Machine Learning Algorithms and Neural Networks

This repository contains a collection of projects related to machine learning algorithms, with a focus on quantitative finance, time series analysis, and deep learning applications. The projects range from foundational implementations of classical algorithms to advanced deep learning models and Bayesian networks.

File: DL1_SD-NNs-MNIST-1D.ipynb
Description: This Jupyter notebook explores the implementation and training of Shallow and Deep Neural Networks for classifying the 1D version of the MNIST dataset. It delves into architectural differences, activation functions, optimizers, and techniques to mitigate overfitting.
Key Concepts:
- MNIST-1D dataset characteristics and generation.
- Feed-forward neural network architectures.
- Activation functions: ReLU, Softmax, PReLU.
- Optimizers: Adam, Stochastic Gradient Descent (SGD) with Momentum, RMSprop.
- Loss function: Categorical Cross-Entropy.
- Regularization techniques: Early Stopping based on loss and accuracy ratios.
- Data preprocessing: NumPy array to PyTorch tensors, train-validation split.

2. Hidden Naive Bayes Classifier

File: HiddenNaiveBayes.py
Description: This Python script provides an implementation of the Hidden Naive Bayes (HNB) algorithm, based on the paper "A novel Bayes Model: Hidden Naive Bayes" by Jiang, Zhang, and Cai (2008). HNB extends the traditional Naive Bayes classifier by introducing "hidden parents" to account for attribute dependencies.
Key Concepts:
- Prior class probabilities.
- Conditional Mutual Information for calculating feature weights.
- Conditional probabilities given hidden parents.
- Prediction mechanism for new instances.
- Dependencies: numpy, pandas, sklearn.model_selection, sklearn.metrics, tqdm.
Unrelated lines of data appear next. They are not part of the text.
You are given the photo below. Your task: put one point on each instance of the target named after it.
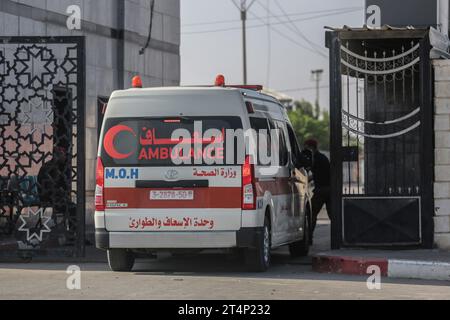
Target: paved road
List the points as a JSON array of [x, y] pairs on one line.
[[209, 276]]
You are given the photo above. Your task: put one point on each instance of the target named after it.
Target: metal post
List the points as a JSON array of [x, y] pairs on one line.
[[317, 77], [244, 41], [443, 9]]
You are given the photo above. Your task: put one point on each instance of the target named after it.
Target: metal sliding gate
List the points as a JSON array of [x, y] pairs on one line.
[[382, 145], [42, 188]]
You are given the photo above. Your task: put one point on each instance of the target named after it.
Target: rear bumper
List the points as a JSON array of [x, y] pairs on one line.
[[244, 238]]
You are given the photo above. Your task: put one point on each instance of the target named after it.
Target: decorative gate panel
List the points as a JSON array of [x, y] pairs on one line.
[[382, 146], [42, 146]]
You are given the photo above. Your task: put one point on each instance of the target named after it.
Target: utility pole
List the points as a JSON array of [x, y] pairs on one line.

3. Bayesian Networks: Structure Learning with Genetic Algorithms

Files: BayesNetwork.ipynb, BayesNetwork_Restrictions.ipynb
Description: These notebooks focus on learning the structure of Bayesian Networks (represented as Directed Acyclic Graphs - DAGs) from data. It implements a search-and-scoring approach using a genetic algorithm with the BIC (Bayesian Information Criterion) score. The BayesNetwork_Restrictions.ipynb file explores methods for calculating dependencies and independencies between nodes.
Key Concepts:
- Representing Bayesian Networks as Adjacency Matrices (DAGs).
- BIC (Bayesian Information Criterion) as a scoring function for network structures.
- Genetic Algorithm components:
  - Population initialization with random DAGs.
  - Evaluation using the BIC score.
  - Parent selection (roulette wheel selection).
  - Crossover operations with random binary masks.
  - Mutation operations (add, delete, flip edges).
  - Acyclicity validation and repair mechanisms for DAGs.
- Mutual Information and Conditional Mutual Information for dependency analysis.
- Chi-square test for independence.
- Dependencies: numpy, pandas, networkx, matplotlib, scipy.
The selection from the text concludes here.